I'm not sure it is possible and perhaps I will use my own macro, but I'd prefer detecting it rather and asking the user to select it.


[1] "KCVI" stands for Knights Corner Vector Instruction optimizations. Libraries like FFTW detect/utilize these newer instruction optimizations.


Solution

  • Most compilers will automatically define:

    __SSE__
    __SSE2__
    __SSE3__
    __AVX__
    __AVX2__
    

    etc, according to whatever command line switches you are passing. You can easily check this with gcc (or gcc-compatible compilers such as clang), like this:

    $ gcc -msse3 -dM -E - < /dev/null | egrep "SSE|AVX" | sort
    #define __SSE__ 1
    #define __SSE2__ 1
    #define __SSE2_MATH__ 1
    #define __SSE3__ 1
    #define __SSE_MATH__ 1
    

    or:

    $ gcc -mavx2 -dM -E - < /dev/null | egrep "SSE|AVX" | sort
    #define __AVX__ 1
    #define __AVX2__ 1
    #define __SSE__ 1
    #define __SSE2__ 1
    #define __SSE2_MATH__ 1
    #define __SSE3__ 1
    #define __SSE4_1__ 1
    #define __SSE4_2__ 1
    #define __SSE_MATH__ 1
    #define __SSSE3__ 1
    

    or to just check the pre-defined macros for a default build on your particular platform:

    $ gcc -dM -E - < /dev/null | egrep "SSE|AVX" | sort
    #define __SSE2_MATH__ 1
    #define __SSE2__ 1
    #define __SSE3__ 1
    #define __SSE_MATH__ 1
    #define __SSE__ 1
    #define __SSSE3__ 1
    

    More recent Intel processors support AVX-512, which is not a monolithic instruction set. One can see the support available from GCC (version 6.2) for two examples below.

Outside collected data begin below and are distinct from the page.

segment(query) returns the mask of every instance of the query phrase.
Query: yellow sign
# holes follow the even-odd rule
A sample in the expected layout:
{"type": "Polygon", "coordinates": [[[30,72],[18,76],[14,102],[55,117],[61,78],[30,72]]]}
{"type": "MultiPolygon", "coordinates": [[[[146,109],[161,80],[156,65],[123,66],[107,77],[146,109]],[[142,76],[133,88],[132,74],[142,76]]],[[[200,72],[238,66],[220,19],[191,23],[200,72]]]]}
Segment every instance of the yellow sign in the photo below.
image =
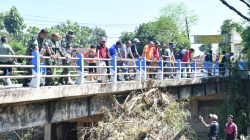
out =
{"type": "Polygon", "coordinates": [[[228,43],[228,35],[194,35],[194,44],[228,43]]]}

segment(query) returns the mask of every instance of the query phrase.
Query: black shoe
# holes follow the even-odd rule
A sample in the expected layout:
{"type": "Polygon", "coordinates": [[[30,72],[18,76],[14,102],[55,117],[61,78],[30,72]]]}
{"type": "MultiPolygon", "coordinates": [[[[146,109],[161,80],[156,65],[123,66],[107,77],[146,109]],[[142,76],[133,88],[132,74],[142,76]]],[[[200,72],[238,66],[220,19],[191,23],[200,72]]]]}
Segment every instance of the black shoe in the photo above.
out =
{"type": "Polygon", "coordinates": [[[28,84],[23,84],[23,87],[29,87],[29,85],[28,84]]]}
{"type": "Polygon", "coordinates": [[[122,81],[122,80],[118,78],[117,81],[122,81]]]}

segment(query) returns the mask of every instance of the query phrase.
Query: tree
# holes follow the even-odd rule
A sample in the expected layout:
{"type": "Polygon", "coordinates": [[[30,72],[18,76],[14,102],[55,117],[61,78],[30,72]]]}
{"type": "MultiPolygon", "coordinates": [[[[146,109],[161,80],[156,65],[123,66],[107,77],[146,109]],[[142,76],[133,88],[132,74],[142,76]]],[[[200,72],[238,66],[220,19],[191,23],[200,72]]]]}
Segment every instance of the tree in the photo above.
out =
{"type": "Polygon", "coordinates": [[[0,30],[4,29],[4,13],[0,13],[0,30]]]}
{"type": "Polygon", "coordinates": [[[132,41],[134,37],[135,37],[134,32],[122,32],[122,35],[119,37],[119,40],[125,43],[129,40],[132,41]]]}
{"type": "Polygon", "coordinates": [[[199,50],[204,53],[207,53],[211,49],[212,49],[212,44],[203,44],[199,47],[199,50]]]}
{"type": "MultiPolygon", "coordinates": [[[[227,20],[223,21],[223,24],[220,27],[221,34],[230,36],[231,35],[231,30],[233,28],[236,28],[236,31],[238,33],[240,33],[240,34],[244,30],[243,26],[240,23],[234,22],[232,19],[227,19],[227,20]]],[[[219,44],[219,50],[220,51],[230,52],[231,51],[230,42],[228,42],[228,43],[220,43],[219,44]]]]}
{"type": "Polygon", "coordinates": [[[165,44],[174,42],[177,46],[189,48],[185,19],[190,26],[195,23],[196,16],[183,3],[167,5],[161,9],[161,15],[155,21],[141,24],[136,29],[135,36],[142,45],[158,40],[165,44]]]}
{"type": "Polygon", "coordinates": [[[4,26],[9,33],[14,34],[15,36],[20,35],[22,30],[26,27],[23,18],[18,13],[15,6],[13,6],[4,17],[4,26]]]}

    Here is Knights Landing:

    $ gcc -march=knl -dM -E - < /dev/null | egrep "SSE|AVX" | sort
    #define __AVX__ 1
    #define __AVX2__ 1
    #define __AVX512CD__ 1
    #define __AVX512ER__ 1
    #define __AVX512F__ 1
    #define __AVX512PF__ 1
    #define __SSE__ 1
    #define __SSE2__ 1
    #define __SSE2_MATH__ 1
    #define __SSE3__ 1
    #define __SSE4_1__ 1
    #define __SSE4_2__ 1
    #define __SSE_MATH__ 1
    #define __SSSE3__ 1
    

    Here is Skylake AVX-512:

    $ gcc -march=skylake-avx512 -dM -E - < /dev/null | egrep "SSE|AVX" | sort
    #define __AVX__ 1
    #define __AVX2__ 1
    #define __AVX512BW__ 1
    #define __AVX512CD__ 1
    #define __AVX512DQ__ 1
    #define __AVX512F__ 1
    #define __AVX512VL__ 1
    #define __SSE__ 1
    #define __SSE2__ 1
    #define __SSE2_MATH__ 1
    #define __SSE3__ 1
    #define __SSE4_1__ 1
    #define __SSE4_2__ 1
    #define __SSE_MATH__ 1
    #define __SSSE3__ 1
    

    Intel has disclosed additional AVX-512 subsets (see ISA extensions). GCC (version 7) supports compiler flags and preprocessor symbols associated with the 4FMAPS, 4VNNIW, IFMA, VBMI and VPOPCNTDQ subsets of AVX-512:

    for i in 4fmaps 4vnniw ifma vbmi vpopcntdq ; do echo "==== $i ====" ; gcc -mavx512$i -dM -E - < /dev/null | egrep "AVX512" | sort ; done
    ==== 4fmaps ====
    #define __AVX5124FMAPS__ 1
    #define __AVX512F__ 1
    ==== 4vnniw ====
    #define __AVX5124VNNIW__ 1
    #define __AVX512F__ 1
    ==== ifma ====
    #define __AVX512F__ 1
    #define __AVX512IFMA__ 1
    ==== vbmi ====
    #define __AVX512BW__ 1
    #define __AVX512F__ 1
    #define __AVX512VBMI__ 1
    ==== vpopcntdq ====
    #define __AVX512F__ 1
    #define __AVX512VPOPCNTDQ__ 1
    

    Note that the SSE macros won't work with Visual C++. You have to use _M_IX86_FP instead.